Zoo spokeswoman Christina Simmons said the female gorilla was receiving oxygen and other treatment on Tuesday. She says the gorilla sleeps a lot but is getting stronger day by day and vets are cautiously optimistic about her condition.
"We've been working with the baby all weekend and after having several days of experience treating her, it's pretty obvious that we've been dealing with pneumonia," said Nadine Lamberski, associate director of veterinary services at the park. "It probably occurred at about the time of birth."
The medical team includes both vets and specialists in human neonatal care.
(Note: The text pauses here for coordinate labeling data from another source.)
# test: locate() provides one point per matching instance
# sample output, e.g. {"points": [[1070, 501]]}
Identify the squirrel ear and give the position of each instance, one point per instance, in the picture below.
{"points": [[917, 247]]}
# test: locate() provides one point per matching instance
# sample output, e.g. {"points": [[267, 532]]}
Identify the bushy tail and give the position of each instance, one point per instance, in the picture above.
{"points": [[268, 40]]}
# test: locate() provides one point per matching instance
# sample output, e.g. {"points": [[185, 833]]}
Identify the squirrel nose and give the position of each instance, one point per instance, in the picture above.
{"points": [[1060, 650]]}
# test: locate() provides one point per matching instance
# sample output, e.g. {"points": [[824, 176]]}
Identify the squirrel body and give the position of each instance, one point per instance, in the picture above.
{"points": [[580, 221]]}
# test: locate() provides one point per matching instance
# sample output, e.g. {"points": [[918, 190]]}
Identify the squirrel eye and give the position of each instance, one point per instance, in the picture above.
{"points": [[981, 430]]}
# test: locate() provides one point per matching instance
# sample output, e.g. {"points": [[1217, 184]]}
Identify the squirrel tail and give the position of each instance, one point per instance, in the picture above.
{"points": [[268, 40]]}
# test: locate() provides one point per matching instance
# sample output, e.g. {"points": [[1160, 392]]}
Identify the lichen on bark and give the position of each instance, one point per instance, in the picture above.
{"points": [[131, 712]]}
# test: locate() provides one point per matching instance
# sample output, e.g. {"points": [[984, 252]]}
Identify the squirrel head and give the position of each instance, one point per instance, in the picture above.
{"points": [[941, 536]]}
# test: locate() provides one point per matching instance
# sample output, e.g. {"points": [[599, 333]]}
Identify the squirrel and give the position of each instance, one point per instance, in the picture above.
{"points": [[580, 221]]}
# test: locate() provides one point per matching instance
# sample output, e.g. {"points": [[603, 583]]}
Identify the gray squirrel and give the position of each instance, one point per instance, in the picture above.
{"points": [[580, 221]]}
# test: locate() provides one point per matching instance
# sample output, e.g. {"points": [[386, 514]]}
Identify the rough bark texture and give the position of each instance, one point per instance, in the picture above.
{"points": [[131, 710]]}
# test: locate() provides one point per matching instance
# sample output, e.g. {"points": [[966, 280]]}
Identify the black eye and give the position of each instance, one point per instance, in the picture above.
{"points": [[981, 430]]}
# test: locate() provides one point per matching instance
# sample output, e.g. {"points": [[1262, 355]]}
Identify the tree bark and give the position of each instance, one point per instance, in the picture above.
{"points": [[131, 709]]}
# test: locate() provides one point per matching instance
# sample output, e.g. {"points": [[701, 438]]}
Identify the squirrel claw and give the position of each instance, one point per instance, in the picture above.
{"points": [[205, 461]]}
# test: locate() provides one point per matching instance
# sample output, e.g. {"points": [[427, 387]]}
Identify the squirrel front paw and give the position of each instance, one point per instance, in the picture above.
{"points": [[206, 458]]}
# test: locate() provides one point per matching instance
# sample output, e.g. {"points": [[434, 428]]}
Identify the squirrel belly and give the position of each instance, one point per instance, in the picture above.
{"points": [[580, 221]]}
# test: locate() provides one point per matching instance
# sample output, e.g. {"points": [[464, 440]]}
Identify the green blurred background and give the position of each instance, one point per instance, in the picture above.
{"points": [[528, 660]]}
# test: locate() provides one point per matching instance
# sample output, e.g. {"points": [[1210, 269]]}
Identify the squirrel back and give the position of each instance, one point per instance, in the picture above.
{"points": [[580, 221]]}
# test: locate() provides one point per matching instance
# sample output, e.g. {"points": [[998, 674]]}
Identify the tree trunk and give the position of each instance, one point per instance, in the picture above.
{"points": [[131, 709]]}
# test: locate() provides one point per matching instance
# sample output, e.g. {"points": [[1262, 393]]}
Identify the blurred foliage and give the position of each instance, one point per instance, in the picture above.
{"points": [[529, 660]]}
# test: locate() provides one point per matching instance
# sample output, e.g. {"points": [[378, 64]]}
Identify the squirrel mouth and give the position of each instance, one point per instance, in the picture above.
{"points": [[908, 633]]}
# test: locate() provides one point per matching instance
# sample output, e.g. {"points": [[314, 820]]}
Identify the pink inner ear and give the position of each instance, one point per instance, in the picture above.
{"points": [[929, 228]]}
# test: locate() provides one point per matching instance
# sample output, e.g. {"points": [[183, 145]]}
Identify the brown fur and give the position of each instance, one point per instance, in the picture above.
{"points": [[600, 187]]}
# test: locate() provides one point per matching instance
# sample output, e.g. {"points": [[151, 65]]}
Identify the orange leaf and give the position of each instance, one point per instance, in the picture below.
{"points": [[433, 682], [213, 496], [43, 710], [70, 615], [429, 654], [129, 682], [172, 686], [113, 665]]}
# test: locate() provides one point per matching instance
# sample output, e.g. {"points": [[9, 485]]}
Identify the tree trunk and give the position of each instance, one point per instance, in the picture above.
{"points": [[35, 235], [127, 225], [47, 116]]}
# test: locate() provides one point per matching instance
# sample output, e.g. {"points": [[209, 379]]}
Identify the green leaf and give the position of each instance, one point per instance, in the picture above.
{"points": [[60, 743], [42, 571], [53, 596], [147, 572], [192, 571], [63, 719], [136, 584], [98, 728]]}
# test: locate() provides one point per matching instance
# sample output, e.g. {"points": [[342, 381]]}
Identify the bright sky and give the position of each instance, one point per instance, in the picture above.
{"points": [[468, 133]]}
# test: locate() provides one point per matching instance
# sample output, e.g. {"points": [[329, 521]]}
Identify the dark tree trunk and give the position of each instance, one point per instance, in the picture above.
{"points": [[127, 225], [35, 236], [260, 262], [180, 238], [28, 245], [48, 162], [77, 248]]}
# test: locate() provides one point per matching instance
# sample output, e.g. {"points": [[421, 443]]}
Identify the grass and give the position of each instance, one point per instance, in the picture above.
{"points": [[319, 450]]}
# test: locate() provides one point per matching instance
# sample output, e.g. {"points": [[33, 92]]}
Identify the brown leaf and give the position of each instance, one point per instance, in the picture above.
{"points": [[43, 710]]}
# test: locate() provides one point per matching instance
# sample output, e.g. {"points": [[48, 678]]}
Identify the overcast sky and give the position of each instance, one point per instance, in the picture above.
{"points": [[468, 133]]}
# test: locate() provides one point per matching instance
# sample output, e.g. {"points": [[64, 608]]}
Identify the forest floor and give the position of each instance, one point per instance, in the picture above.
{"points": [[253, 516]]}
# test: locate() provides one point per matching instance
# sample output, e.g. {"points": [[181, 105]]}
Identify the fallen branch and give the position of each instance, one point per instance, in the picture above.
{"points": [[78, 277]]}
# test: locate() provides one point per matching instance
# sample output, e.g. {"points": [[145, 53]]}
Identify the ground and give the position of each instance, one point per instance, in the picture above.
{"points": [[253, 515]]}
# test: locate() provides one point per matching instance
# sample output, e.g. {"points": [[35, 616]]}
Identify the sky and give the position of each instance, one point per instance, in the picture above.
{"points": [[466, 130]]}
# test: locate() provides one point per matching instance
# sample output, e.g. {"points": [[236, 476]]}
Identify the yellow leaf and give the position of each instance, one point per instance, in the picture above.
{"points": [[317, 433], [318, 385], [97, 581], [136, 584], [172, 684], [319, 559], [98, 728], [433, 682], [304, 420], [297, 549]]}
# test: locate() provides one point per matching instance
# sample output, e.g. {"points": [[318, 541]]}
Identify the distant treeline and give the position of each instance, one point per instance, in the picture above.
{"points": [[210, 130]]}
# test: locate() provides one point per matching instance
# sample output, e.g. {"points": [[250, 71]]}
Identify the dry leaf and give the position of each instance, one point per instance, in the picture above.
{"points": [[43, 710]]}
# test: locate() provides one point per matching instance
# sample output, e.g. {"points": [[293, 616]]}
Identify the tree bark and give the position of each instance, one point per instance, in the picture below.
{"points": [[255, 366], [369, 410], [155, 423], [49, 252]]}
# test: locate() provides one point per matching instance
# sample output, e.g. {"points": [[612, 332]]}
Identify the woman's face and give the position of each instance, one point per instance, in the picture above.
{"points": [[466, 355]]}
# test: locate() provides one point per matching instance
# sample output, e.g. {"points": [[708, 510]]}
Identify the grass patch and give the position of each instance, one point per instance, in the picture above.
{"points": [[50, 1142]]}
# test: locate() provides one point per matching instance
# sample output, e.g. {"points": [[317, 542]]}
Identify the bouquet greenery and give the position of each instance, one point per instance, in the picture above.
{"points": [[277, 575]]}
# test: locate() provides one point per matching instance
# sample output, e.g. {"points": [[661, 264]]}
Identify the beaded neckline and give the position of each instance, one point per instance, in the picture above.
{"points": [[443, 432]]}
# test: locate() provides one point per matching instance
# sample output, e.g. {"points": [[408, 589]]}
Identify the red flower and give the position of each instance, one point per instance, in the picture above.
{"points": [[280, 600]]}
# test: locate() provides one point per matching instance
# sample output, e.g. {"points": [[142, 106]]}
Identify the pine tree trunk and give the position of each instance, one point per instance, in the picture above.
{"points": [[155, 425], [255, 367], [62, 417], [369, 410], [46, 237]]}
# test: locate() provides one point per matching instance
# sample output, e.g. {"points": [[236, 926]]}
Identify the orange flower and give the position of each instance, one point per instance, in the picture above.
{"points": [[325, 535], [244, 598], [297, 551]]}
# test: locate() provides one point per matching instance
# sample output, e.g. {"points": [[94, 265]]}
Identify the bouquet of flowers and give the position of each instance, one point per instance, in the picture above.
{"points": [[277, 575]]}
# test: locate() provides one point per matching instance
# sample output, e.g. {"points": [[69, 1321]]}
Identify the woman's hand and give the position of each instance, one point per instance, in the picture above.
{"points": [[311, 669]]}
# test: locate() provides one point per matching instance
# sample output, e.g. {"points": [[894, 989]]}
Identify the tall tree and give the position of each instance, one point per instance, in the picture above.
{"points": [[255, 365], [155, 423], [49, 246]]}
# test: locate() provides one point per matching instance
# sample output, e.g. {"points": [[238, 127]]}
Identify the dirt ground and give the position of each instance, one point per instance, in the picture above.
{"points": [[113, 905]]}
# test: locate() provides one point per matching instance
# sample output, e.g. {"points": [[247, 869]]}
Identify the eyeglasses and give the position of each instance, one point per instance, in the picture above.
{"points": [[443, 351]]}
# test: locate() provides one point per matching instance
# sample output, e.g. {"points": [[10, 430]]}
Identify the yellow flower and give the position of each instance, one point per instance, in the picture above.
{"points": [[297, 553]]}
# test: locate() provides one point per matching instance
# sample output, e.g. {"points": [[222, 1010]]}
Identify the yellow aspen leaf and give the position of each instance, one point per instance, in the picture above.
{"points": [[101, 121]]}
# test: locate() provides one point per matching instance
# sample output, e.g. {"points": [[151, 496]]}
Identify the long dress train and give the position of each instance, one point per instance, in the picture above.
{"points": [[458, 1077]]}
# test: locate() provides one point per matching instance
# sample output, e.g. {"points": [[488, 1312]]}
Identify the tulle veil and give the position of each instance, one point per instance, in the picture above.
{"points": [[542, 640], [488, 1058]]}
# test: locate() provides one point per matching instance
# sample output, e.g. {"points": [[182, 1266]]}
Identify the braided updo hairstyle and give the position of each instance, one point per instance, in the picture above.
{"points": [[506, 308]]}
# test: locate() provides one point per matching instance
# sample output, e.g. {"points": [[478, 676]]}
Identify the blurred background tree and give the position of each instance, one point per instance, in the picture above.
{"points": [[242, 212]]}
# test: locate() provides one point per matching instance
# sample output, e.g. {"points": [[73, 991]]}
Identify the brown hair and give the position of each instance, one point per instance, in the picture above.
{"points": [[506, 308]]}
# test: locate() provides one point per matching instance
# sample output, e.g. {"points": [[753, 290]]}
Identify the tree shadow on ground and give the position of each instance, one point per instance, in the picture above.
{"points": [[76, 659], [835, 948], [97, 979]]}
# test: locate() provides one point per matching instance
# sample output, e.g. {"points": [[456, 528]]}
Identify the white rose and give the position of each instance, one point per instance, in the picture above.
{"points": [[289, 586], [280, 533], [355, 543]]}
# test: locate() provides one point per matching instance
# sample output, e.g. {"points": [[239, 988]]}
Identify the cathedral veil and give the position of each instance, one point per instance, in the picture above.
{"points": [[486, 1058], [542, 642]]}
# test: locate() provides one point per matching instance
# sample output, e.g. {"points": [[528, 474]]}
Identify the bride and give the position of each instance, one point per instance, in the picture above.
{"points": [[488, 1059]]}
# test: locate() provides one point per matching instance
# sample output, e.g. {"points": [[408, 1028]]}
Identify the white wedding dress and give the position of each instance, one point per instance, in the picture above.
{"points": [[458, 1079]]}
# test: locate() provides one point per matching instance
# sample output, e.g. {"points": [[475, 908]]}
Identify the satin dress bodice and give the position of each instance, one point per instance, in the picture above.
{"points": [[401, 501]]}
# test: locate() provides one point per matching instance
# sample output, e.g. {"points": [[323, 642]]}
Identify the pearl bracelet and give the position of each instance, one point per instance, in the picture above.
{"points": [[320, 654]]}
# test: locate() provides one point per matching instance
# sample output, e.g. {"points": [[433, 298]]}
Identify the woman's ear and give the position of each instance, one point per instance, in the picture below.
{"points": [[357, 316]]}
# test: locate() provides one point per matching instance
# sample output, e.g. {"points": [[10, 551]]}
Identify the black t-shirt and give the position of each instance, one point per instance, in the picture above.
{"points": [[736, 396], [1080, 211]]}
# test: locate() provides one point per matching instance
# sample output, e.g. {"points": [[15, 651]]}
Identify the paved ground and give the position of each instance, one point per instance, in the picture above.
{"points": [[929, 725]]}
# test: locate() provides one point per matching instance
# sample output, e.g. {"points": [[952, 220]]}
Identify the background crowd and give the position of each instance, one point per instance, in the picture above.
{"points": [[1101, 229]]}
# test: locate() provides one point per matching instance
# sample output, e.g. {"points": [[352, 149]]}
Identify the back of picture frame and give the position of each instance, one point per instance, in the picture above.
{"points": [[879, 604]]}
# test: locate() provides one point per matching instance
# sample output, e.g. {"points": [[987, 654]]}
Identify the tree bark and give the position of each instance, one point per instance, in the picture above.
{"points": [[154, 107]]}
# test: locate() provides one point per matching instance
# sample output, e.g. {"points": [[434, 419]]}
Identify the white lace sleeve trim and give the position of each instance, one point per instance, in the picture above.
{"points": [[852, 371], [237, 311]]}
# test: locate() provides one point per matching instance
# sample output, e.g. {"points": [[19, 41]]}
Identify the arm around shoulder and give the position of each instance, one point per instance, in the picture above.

"I never anticipated I would have to care for a gorilla, but all the work is identical to what I'm doing with a baby," said Dr. Dawn Reeves, a neonatologist from UC San Diego Health System.
Reeves was brought in over the past few days to help care for the baby gorilla, which was born weighing four pounds, six ounces.
The gorilla underwent surgery last Friday for a collapsed lung.
The mother gorilla, an 18-year-old named Imani, had never given birth. The zoo says the C-section, rare for a gorilla, was performed because she was in distress after going into labor.
Imani was in labor for 12 hours Wednesday. Unexpected complications forced the zoo's vets to make drastic decisions -- measures that would save both mother and baby's lives.
"I would have never thought … I didn't know they did all that," said Safari Park visitor Gina Jorgensen, who was visiting the park on Monday with her two young sons.
The baby is the 17th gorilla born at the Safari Park. Eight, including the newborn, currently reside at the facility.